Especialistas sabem que muito da formação dos hábitos alimentares ocorre na infância. Trata-se, portanto, de um momento privilegiado para desenvolver hábitos alimentares. A familiaridade e o interesse pelo preparo dos alimentos é uma ferramenta que pode auxiliar na consolidação de hábitos saudáveis.

“Quanto maior o envolvimento no preparo das refeições, mais fácil é educar sobre alimentação. Até porque a participação da criança nesse processo aumenta a chance de ela experimentar o resultado final. Posso observar na prática o efeito positivo que essa inclusão tem no entusiasmo das crianças por ingredientes que favorecem a saúde”, afirma Antonia Demas, antropóloga, nutricionista e professora da Escola de Saúde Pública da Universidade Johns Hopkins, nos Estados Unidos, em uma reportagem da revista Saúde.

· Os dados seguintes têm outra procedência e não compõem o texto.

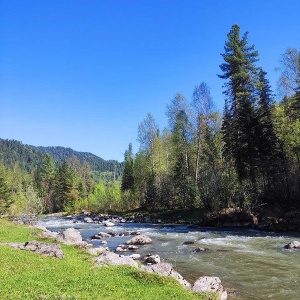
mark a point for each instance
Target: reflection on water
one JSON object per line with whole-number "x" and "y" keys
{"x": 251, "y": 262}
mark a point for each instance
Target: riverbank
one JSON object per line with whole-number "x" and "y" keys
{"x": 27, "y": 275}
{"x": 266, "y": 219}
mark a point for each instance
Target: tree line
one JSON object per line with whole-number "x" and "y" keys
{"x": 246, "y": 157}
{"x": 34, "y": 182}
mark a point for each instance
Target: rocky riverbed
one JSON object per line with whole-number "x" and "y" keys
{"x": 241, "y": 258}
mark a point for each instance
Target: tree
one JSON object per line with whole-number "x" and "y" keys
{"x": 184, "y": 186}
{"x": 45, "y": 182}
{"x": 128, "y": 176}
{"x": 203, "y": 113}
{"x": 239, "y": 124}
{"x": 289, "y": 80}
{"x": 5, "y": 195}
{"x": 270, "y": 154}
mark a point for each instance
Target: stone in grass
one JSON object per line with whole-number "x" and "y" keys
{"x": 111, "y": 258}
{"x": 97, "y": 251}
{"x": 70, "y": 236}
{"x": 293, "y": 245}
{"x": 139, "y": 240}
{"x": 45, "y": 249}
{"x": 152, "y": 259}
{"x": 210, "y": 284}
{"x": 166, "y": 269}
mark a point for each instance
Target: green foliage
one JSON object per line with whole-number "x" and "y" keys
{"x": 27, "y": 275}
{"x": 128, "y": 177}
{"x": 5, "y": 195}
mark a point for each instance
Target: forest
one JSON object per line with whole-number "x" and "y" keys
{"x": 246, "y": 157}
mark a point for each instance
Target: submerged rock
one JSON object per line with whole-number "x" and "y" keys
{"x": 188, "y": 243}
{"x": 135, "y": 256}
{"x": 139, "y": 240}
{"x": 200, "y": 249}
{"x": 166, "y": 269}
{"x": 97, "y": 251}
{"x": 210, "y": 284}
{"x": 293, "y": 245}
{"x": 70, "y": 236}
{"x": 152, "y": 259}
{"x": 115, "y": 259}
{"x": 88, "y": 220}
{"x": 108, "y": 224}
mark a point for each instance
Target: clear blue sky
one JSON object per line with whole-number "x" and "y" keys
{"x": 84, "y": 73}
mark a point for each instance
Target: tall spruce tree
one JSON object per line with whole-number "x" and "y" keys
{"x": 240, "y": 120}
{"x": 128, "y": 177}
{"x": 270, "y": 155}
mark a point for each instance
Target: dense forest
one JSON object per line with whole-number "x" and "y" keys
{"x": 246, "y": 157}
{"x": 37, "y": 180}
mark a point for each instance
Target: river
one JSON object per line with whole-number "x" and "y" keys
{"x": 250, "y": 262}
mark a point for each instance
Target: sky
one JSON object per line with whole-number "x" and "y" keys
{"x": 84, "y": 73}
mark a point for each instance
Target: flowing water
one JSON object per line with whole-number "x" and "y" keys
{"x": 252, "y": 263}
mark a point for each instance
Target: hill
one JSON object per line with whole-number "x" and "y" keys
{"x": 29, "y": 157}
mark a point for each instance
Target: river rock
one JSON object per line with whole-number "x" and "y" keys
{"x": 166, "y": 269}
{"x": 200, "y": 249}
{"x": 108, "y": 224}
{"x": 47, "y": 249}
{"x": 70, "y": 236}
{"x": 50, "y": 234}
{"x": 135, "y": 256}
{"x": 115, "y": 259}
{"x": 135, "y": 233}
{"x": 188, "y": 243}
{"x": 293, "y": 245}
{"x": 96, "y": 251}
{"x": 139, "y": 240}
{"x": 152, "y": 259}
{"x": 105, "y": 235}
{"x": 125, "y": 233}
{"x": 132, "y": 247}
{"x": 210, "y": 284}
{"x": 88, "y": 220}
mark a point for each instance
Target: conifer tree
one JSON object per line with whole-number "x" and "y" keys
{"x": 239, "y": 71}
{"x": 128, "y": 177}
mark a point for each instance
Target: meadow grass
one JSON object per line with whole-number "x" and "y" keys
{"x": 27, "y": 275}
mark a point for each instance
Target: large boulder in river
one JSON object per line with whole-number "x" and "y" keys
{"x": 210, "y": 284}
{"x": 152, "y": 259}
{"x": 108, "y": 224}
{"x": 111, "y": 258}
{"x": 88, "y": 220}
{"x": 46, "y": 249}
{"x": 70, "y": 236}
{"x": 166, "y": 269}
{"x": 139, "y": 240}
{"x": 293, "y": 245}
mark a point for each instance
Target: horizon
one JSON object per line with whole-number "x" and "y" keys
{"x": 83, "y": 75}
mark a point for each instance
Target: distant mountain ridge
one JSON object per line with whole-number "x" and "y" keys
{"x": 29, "y": 157}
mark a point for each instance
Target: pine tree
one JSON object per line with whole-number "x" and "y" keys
{"x": 128, "y": 177}
{"x": 5, "y": 195}
{"x": 239, "y": 124}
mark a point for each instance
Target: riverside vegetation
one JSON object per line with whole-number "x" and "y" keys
{"x": 245, "y": 159}
{"x": 27, "y": 275}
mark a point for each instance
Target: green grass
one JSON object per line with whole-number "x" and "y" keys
{"x": 27, "y": 275}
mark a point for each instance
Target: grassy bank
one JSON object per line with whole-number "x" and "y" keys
{"x": 27, "y": 275}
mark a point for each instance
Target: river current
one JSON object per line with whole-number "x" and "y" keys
{"x": 251, "y": 263}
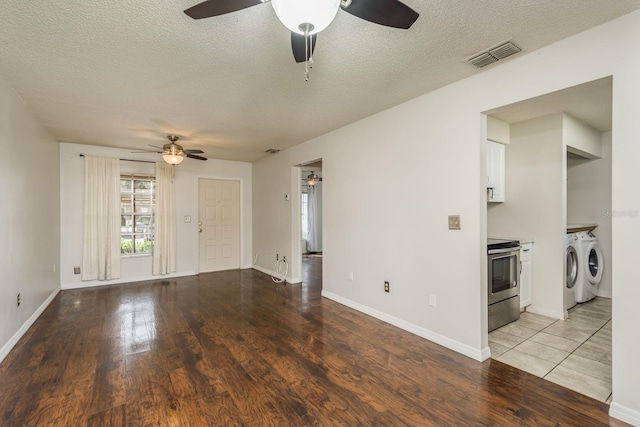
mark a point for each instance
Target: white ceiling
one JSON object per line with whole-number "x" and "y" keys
{"x": 126, "y": 73}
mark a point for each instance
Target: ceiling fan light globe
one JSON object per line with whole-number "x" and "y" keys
{"x": 294, "y": 13}
{"x": 173, "y": 158}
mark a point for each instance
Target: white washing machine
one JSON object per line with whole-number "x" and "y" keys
{"x": 591, "y": 263}
{"x": 573, "y": 264}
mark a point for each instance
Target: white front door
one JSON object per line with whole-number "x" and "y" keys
{"x": 219, "y": 224}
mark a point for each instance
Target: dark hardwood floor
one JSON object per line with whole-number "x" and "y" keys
{"x": 233, "y": 348}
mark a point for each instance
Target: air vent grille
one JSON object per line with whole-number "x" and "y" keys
{"x": 493, "y": 54}
{"x": 504, "y": 50}
{"x": 482, "y": 60}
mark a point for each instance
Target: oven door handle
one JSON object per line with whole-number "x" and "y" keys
{"x": 503, "y": 251}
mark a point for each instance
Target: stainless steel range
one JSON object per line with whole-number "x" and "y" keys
{"x": 504, "y": 282}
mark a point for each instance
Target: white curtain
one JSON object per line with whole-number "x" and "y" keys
{"x": 101, "y": 243}
{"x": 314, "y": 219}
{"x": 164, "y": 246}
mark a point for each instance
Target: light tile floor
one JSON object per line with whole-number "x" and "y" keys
{"x": 574, "y": 353}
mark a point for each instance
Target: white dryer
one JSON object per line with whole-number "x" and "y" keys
{"x": 592, "y": 264}
{"x": 573, "y": 264}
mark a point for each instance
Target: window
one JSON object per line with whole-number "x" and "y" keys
{"x": 137, "y": 208}
{"x": 304, "y": 210}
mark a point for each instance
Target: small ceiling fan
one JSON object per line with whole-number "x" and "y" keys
{"x": 173, "y": 153}
{"x": 312, "y": 179}
{"x": 306, "y": 18}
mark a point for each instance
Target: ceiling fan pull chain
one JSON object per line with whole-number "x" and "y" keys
{"x": 306, "y": 55}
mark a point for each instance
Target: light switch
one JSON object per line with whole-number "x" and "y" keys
{"x": 454, "y": 222}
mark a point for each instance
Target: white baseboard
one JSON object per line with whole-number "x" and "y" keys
{"x": 545, "y": 312}
{"x": 454, "y": 345}
{"x": 4, "y": 351}
{"x": 625, "y": 414}
{"x": 263, "y": 270}
{"x": 92, "y": 283}
{"x": 290, "y": 280}
{"x": 485, "y": 354}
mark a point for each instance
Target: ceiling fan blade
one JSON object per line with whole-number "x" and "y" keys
{"x": 297, "y": 45}
{"x": 391, "y": 13}
{"x": 209, "y": 8}
{"x": 193, "y": 156}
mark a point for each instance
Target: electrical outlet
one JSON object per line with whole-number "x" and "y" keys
{"x": 432, "y": 300}
{"x": 454, "y": 222}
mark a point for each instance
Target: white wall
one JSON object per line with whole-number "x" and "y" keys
{"x": 187, "y": 174}
{"x": 29, "y": 215}
{"x": 589, "y": 201}
{"x": 581, "y": 139}
{"x": 388, "y": 230}
{"x": 534, "y": 206}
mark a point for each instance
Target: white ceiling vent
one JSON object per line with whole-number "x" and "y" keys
{"x": 493, "y": 54}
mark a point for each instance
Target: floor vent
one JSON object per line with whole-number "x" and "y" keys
{"x": 493, "y": 54}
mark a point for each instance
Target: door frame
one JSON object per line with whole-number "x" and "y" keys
{"x": 296, "y": 225}
{"x": 197, "y": 179}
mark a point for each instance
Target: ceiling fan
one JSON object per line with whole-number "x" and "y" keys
{"x": 306, "y": 18}
{"x": 312, "y": 179}
{"x": 173, "y": 153}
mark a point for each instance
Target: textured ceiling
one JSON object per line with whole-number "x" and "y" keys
{"x": 126, "y": 73}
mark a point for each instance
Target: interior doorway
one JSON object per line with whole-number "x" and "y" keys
{"x": 218, "y": 225}
{"x": 559, "y": 337}
{"x": 311, "y": 223}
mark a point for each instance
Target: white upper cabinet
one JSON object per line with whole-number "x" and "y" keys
{"x": 497, "y": 137}
{"x": 495, "y": 172}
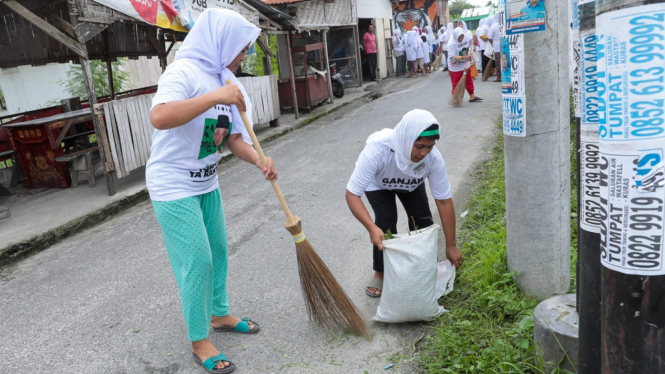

Mas as lições que a prática na cozinha podem ensinar às crianças vão além da própria alimentação: algumas delas são criatividade, paciência, trabalhar em grupo, lidar com expectativas e com a frustração e também conhecer a sensação de recompensa de realizar algo, ainda que exija esforço.
Ludicidade

As atividades envolvidas no preparo das refeições têm um aspecto lúdico que capta a curiosidade das crianças. A experimentação e a descoberta do cheiro, do gosto e das texturas dos ingredientes são parte dessa brincadeira e ampliam o paladar.

Incluí-los no preparo das refeições também é uma oportunidade para introduzir a conversa sobre a origem dos alimentos – o que pode favorecer a preferência por alimentos mais saudáveis.
Algumas dicas para começar

Desde que haja supervisão e que sejam escolhidas receitas adequadas, crianças de qualquer idade podem começar a participar das tarefas na cozinha.

Ao Paladar, caderno de comida do jornal O Estado de S. Paulo, Betty Kövesi, que dá aulas para crianças na Escola Wilma Kövesi de Cozinha, disse que a questão é adaptar as tarefas à faixa etária. Ela sugere que os menores, entre um e dois anos de idade, podem por exemplo modelar uma massa, enquanto os que já têm um pouco mais de idade podem misturar ingredientes e assim por diante.

Para a nutricionista e antropóloga americana Antonia Demas, a culinária deve ser introduzida assim que surgir a curiosidade sobre o que se está comendo. Ela também diz que as tarefas devem evoluir conforme a idade, seguindo algumas regras para evitar acidentes e reforçando o caráter lúdico da atividade, para mostrar que cozinhar pode ser divertido e prazeroso.

Também se pode começar com pequenas colaborações, como pegar um ingrediente no armário ou na geladeira, fazendo-os se sentir incluídos e ganhar aos poucos intimidade com a cozinha. Dar autonomia na montagem do prato também pode instigar o interesse pela alimentação.

Quanto às receitas, muitas listas voltadas para o preparo com a participação têm surgido (algumas delas cheias de guloseimas, o que pode não ser a melhor estratégia).

No início de julho, a Universidade Federal da Paraíba lançou o e-book “Gastronomia divertida”, elaborado por professores e estudantes dos cursos de Gastronomia e de Nutrição em parceria com nutricionistas especialistas na área de nutrição infantil. O livro está disponível para download gratuito.

Ele contém receitas saudáveis e divertidas, próprias para ser executadas com as crianças, além de jogos voltados ao aprendizado de conceitos importantes para a educação alimentar. As receitas e brincadeiras foram testadas em projetos de extensão da universidade voltados à educação nutricional de estudantes, em escolas e creches de municípios da Paraíba.

Para a reportagem do Paladar, Kövesi sugeriu o nhoque de batata, por se tratar de uma receita em que sobressai a transformação do ingrediente e por ter etapas que podem ser encaradas como brincadeira, como moldar os nhoques e vê-los subir na água quando cozidos.

O Panelinha, site da chef Rita Lobo, já elencou algumas atividades próprias para os pequenos na cozinha, como descascar ovos, debulhar ervas e desfiar frango, indicando boas receitas que as incluem.

A montagem de saladas, sanduíches e bruschettas também pode ser uma porta de entrada simples, divertida e segura.